A nun prays facing the chapel/treasury where Ethiopian tradition claims the Ark of the Covenant is stored.
According to the Kebra Negast, the Ethiopian national legend, the Queen of Sheba had a child of her rape by Solomon, named Menelik. When the child was grown, he asked of his father, so the queen told Menelik of Solomon (whom he apparently resembled perfectly) and gave him a ring to identify him. When Menelik traveled to Israel and showed the ring to his father, he was accepted with much rejoicing; Solomon appointed the first-born sons of all his chief advisors to be Menelik’s advisors, and to serve at the court in Ethiopia [sic]. As the eldest sons were due to inherit their fathers’ positions, much more desirable than foreign exile, they were understandably annoyed, and conspired with the son of the chief priest to take the Ark with them, that they might not be robbed of its proximity. When the time to leave came, they took the ark out at night, and fled to Ethiopia; because the Ark grants a supernatural bonus to overland movement, the pursuing army was unable to catch them.
When he returned to Ethiopia, Menelik established a housing for the Ark based upon that described in the bible, and it has remained in Ethiopia ever since, moving to a variety of places over time. One monk is assigned sole care of the ark and the upper-floor of the treasury that houses it for the remainder of his life, choosing another just before he dies. Lest you think there is only one guardian to get past, the monk’s compound is itself guarded by men with automatic rifles, and those who get too close to the Ark reputedly burst into flames, in any event.

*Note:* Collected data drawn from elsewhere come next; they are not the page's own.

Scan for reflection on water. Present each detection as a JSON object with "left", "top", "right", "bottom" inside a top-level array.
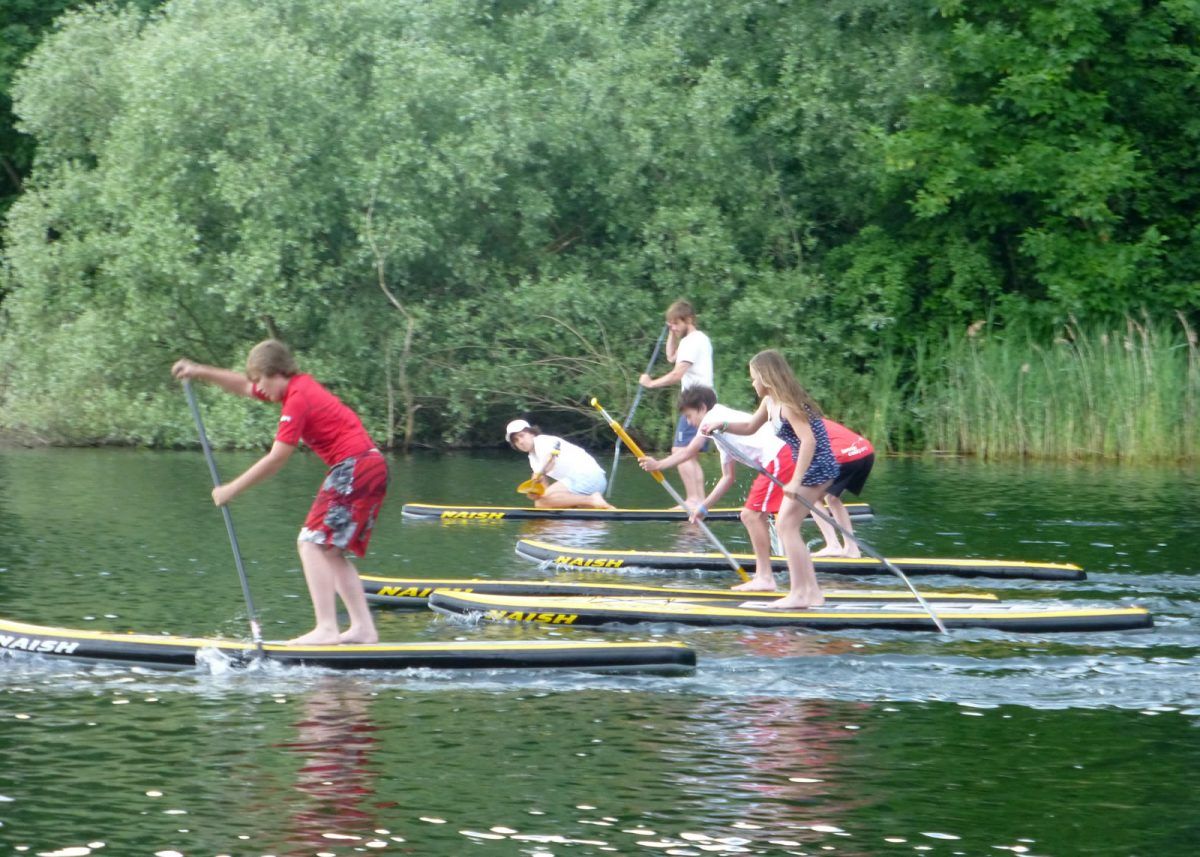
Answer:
[
  {"left": 276, "top": 679, "right": 385, "bottom": 851},
  {"left": 1, "top": 667, "right": 1197, "bottom": 854},
  {"left": 1, "top": 449, "right": 1198, "bottom": 854},
  {"left": 518, "top": 518, "right": 614, "bottom": 547}
]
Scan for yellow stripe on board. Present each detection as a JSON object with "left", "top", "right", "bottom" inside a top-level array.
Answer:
[
  {"left": 432, "top": 594, "right": 1147, "bottom": 621},
  {"left": 0, "top": 618, "right": 690, "bottom": 653},
  {"left": 413, "top": 504, "right": 744, "bottom": 513},
  {"left": 358, "top": 575, "right": 998, "bottom": 602},
  {"left": 518, "top": 539, "right": 1083, "bottom": 571}
]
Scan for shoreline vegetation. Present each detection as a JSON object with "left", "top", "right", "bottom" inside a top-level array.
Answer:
[
  {"left": 868, "top": 313, "right": 1199, "bottom": 463},
  {"left": 1, "top": 2, "right": 1197, "bottom": 462},
  {"left": 0, "top": 315, "right": 1194, "bottom": 465}
]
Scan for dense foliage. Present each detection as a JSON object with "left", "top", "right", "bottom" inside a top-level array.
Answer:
[
  {"left": 0, "top": 1, "right": 159, "bottom": 225},
  {"left": 0, "top": 1, "right": 73, "bottom": 218},
  {"left": 1, "top": 0, "right": 1196, "bottom": 457}
]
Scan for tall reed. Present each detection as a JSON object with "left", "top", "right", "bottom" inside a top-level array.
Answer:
[{"left": 890, "top": 314, "right": 1199, "bottom": 461}]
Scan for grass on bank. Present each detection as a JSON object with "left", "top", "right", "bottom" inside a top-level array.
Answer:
[{"left": 858, "top": 313, "right": 1198, "bottom": 462}]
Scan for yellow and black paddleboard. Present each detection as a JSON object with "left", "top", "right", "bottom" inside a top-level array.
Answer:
[
  {"left": 515, "top": 538, "right": 1086, "bottom": 581},
  {"left": 401, "top": 502, "right": 872, "bottom": 522},
  {"left": 428, "top": 591, "right": 1153, "bottom": 633},
  {"left": 361, "top": 575, "right": 998, "bottom": 608},
  {"left": 0, "top": 618, "right": 695, "bottom": 673}
]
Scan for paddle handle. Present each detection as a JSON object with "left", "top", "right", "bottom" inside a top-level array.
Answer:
[
  {"left": 710, "top": 431, "right": 948, "bottom": 634},
  {"left": 592, "top": 398, "right": 749, "bottom": 582},
  {"left": 183, "top": 380, "right": 265, "bottom": 651},
  {"left": 606, "top": 324, "right": 668, "bottom": 497}
]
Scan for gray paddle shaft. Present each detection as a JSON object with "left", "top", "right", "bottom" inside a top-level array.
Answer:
[
  {"left": 606, "top": 324, "right": 669, "bottom": 497},
  {"left": 710, "top": 431, "right": 948, "bottom": 634},
  {"left": 183, "top": 380, "right": 265, "bottom": 652}
]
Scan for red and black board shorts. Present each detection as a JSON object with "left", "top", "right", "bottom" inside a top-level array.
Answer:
[
  {"left": 744, "top": 447, "right": 796, "bottom": 514},
  {"left": 299, "top": 450, "right": 389, "bottom": 557},
  {"left": 828, "top": 453, "right": 874, "bottom": 498}
]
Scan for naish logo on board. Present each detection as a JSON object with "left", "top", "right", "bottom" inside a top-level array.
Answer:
[
  {"left": 486, "top": 610, "right": 578, "bottom": 624},
  {"left": 440, "top": 511, "right": 505, "bottom": 520},
  {"left": 0, "top": 635, "right": 80, "bottom": 655},
  {"left": 377, "top": 586, "right": 435, "bottom": 597},
  {"left": 553, "top": 555, "right": 625, "bottom": 568},
  {"left": 376, "top": 586, "right": 477, "bottom": 598}
]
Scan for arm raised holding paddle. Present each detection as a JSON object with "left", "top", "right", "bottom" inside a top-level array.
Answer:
[
  {"left": 172, "top": 358, "right": 255, "bottom": 398},
  {"left": 173, "top": 340, "right": 388, "bottom": 647},
  {"left": 634, "top": 300, "right": 714, "bottom": 509}
]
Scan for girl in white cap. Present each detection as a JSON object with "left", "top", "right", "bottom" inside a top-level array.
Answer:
[{"left": 506, "top": 419, "right": 614, "bottom": 509}]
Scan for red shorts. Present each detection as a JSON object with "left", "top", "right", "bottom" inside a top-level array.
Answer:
[
  {"left": 299, "top": 451, "right": 389, "bottom": 557},
  {"left": 744, "top": 447, "right": 796, "bottom": 514}
]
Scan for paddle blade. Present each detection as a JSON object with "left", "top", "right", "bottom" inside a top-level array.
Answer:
[{"left": 517, "top": 479, "right": 546, "bottom": 497}]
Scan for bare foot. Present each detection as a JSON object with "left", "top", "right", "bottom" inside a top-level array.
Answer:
[
  {"left": 732, "top": 578, "right": 777, "bottom": 592},
  {"left": 589, "top": 493, "right": 617, "bottom": 510},
  {"left": 287, "top": 628, "right": 342, "bottom": 646},
  {"left": 747, "top": 593, "right": 827, "bottom": 610},
  {"left": 338, "top": 628, "right": 379, "bottom": 645},
  {"left": 841, "top": 548, "right": 862, "bottom": 558},
  {"left": 812, "top": 546, "right": 845, "bottom": 558}
]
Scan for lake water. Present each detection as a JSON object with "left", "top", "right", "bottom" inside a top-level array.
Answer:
[{"left": 1, "top": 448, "right": 1197, "bottom": 856}]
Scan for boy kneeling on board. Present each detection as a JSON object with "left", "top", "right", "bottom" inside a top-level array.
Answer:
[
  {"left": 506, "top": 419, "right": 615, "bottom": 510},
  {"left": 637, "top": 385, "right": 792, "bottom": 592}
]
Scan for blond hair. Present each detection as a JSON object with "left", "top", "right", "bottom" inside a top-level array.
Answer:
[
  {"left": 246, "top": 339, "right": 298, "bottom": 379},
  {"left": 749, "top": 349, "right": 823, "bottom": 423},
  {"left": 665, "top": 299, "right": 696, "bottom": 323}
]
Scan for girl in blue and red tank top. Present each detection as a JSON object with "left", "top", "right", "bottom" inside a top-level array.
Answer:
[{"left": 700, "top": 349, "right": 835, "bottom": 609}]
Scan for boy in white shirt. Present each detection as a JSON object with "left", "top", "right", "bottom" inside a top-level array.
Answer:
[
  {"left": 506, "top": 419, "right": 615, "bottom": 509},
  {"left": 638, "top": 386, "right": 794, "bottom": 591},
  {"left": 638, "top": 300, "right": 714, "bottom": 508}
]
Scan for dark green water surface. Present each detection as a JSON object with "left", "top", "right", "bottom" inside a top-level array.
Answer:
[{"left": 2, "top": 449, "right": 1197, "bottom": 856}]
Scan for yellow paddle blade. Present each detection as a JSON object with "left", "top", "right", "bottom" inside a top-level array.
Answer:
[{"left": 517, "top": 479, "right": 546, "bottom": 497}]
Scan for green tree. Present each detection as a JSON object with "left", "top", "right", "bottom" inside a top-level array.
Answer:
[
  {"left": 872, "top": 0, "right": 1200, "bottom": 322},
  {"left": 1, "top": 0, "right": 1195, "bottom": 456}
]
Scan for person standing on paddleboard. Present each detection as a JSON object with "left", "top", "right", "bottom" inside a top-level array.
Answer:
[
  {"left": 506, "top": 419, "right": 615, "bottom": 510},
  {"left": 701, "top": 350, "right": 836, "bottom": 609},
  {"left": 638, "top": 385, "right": 795, "bottom": 591},
  {"left": 812, "top": 420, "right": 875, "bottom": 558},
  {"left": 172, "top": 340, "right": 387, "bottom": 645},
  {"left": 637, "top": 299, "right": 714, "bottom": 510}
]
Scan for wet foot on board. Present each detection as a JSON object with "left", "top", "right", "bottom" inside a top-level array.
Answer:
[
  {"left": 743, "top": 595, "right": 827, "bottom": 610},
  {"left": 287, "top": 629, "right": 343, "bottom": 646},
  {"left": 338, "top": 628, "right": 379, "bottom": 645},
  {"left": 732, "top": 579, "right": 777, "bottom": 593}
]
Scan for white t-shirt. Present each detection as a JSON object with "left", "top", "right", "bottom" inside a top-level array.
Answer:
[
  {"left": 675, "top": 330, "right": 714, "bottom": 391},
  {"left": 705, "top": 403, "right": 786, "bottom": 467},
  {"left": 528, "top": 435, "right": 604, "bottom": 484}
]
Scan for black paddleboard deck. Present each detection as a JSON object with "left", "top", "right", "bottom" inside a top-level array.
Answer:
[
  {"left": 401, "top": 502, "right": 872, "bottom": 522},
  {"left": 362, "top": 575, "right": 998, "bottom": 608},
  {"left": 0, "top": 618, "right": 695, "bottom": 673},
  {"left": 515, "top": 538, "right": 1086, "bottom": 581},
  {"left": 428, "top": 591, "right": 1152, "bottom": 633}
]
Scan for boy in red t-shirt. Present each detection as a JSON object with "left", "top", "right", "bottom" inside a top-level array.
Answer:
[
  {"left": 172, "top": 340, "right": 387, "bottom": 645},
  {"left": 813, "top": 420, "right": 875, "bottom": 558}
]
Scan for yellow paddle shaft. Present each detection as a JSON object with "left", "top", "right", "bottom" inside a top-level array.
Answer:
[
  {"left": 590, "top": 398, "right": 664, "bottom": 484},
  {"left": 591, "top": 397, "right": 748, "bottom": 582}
]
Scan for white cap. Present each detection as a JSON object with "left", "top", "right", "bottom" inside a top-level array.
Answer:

Though the myth is generally compatible with the historic record, this has more to do with it being based in the same sources that we would use to evaluate it as anything else. There are loads of problems, mainly that the Queen of Sheba (Sabea) would not have lived in Ethiopia, but in Sabea–South Arabia. She is not a historic figure, but possibly the conflation of later queens–there were no female monarchs of Sabea during the time of Solomon, and the story is entirely mythical. It’s also unclear whether, as is claimed, Ethiopia was ever Jewish at all–I personally doubt it, and scholarship cannot agree on this point. If there is a grain of truth at the heart of the Solomon and Sheba myth, the parts that the medieval legend recounted in the Kebra Negast builds upon are wholly fictional. Given Ethiopia’s many wars and its great pride in ownership of the Ark, I also find it very odd that they have never carried the Ark, which, in the Old Testament, is a military super-weapon, into battle, nor paraded it around, like they do with the tabot. I have definitely experienced a large number of claims by priests and the Church here that would be easily falsifiable and have no religious reason for being hidden, but the secrecy surrounding them strongly suggests that they were made up–I would be loved to be provved wrong on this, if anyone ccan arrange for me to navigate the secret tunnel from Mt. Asheton to Na’abtela, or from Axum to Arabia. . .
Whether false or true (and churchmen here will not acknowledge in any way that it might not be true), it is a core part of Ethiopian religious belief, which has structured the way churches are consecrated around the tabot, ark-replicas that ensure the holiness of each church (Churches are not holy in Ethiopia, tabot are).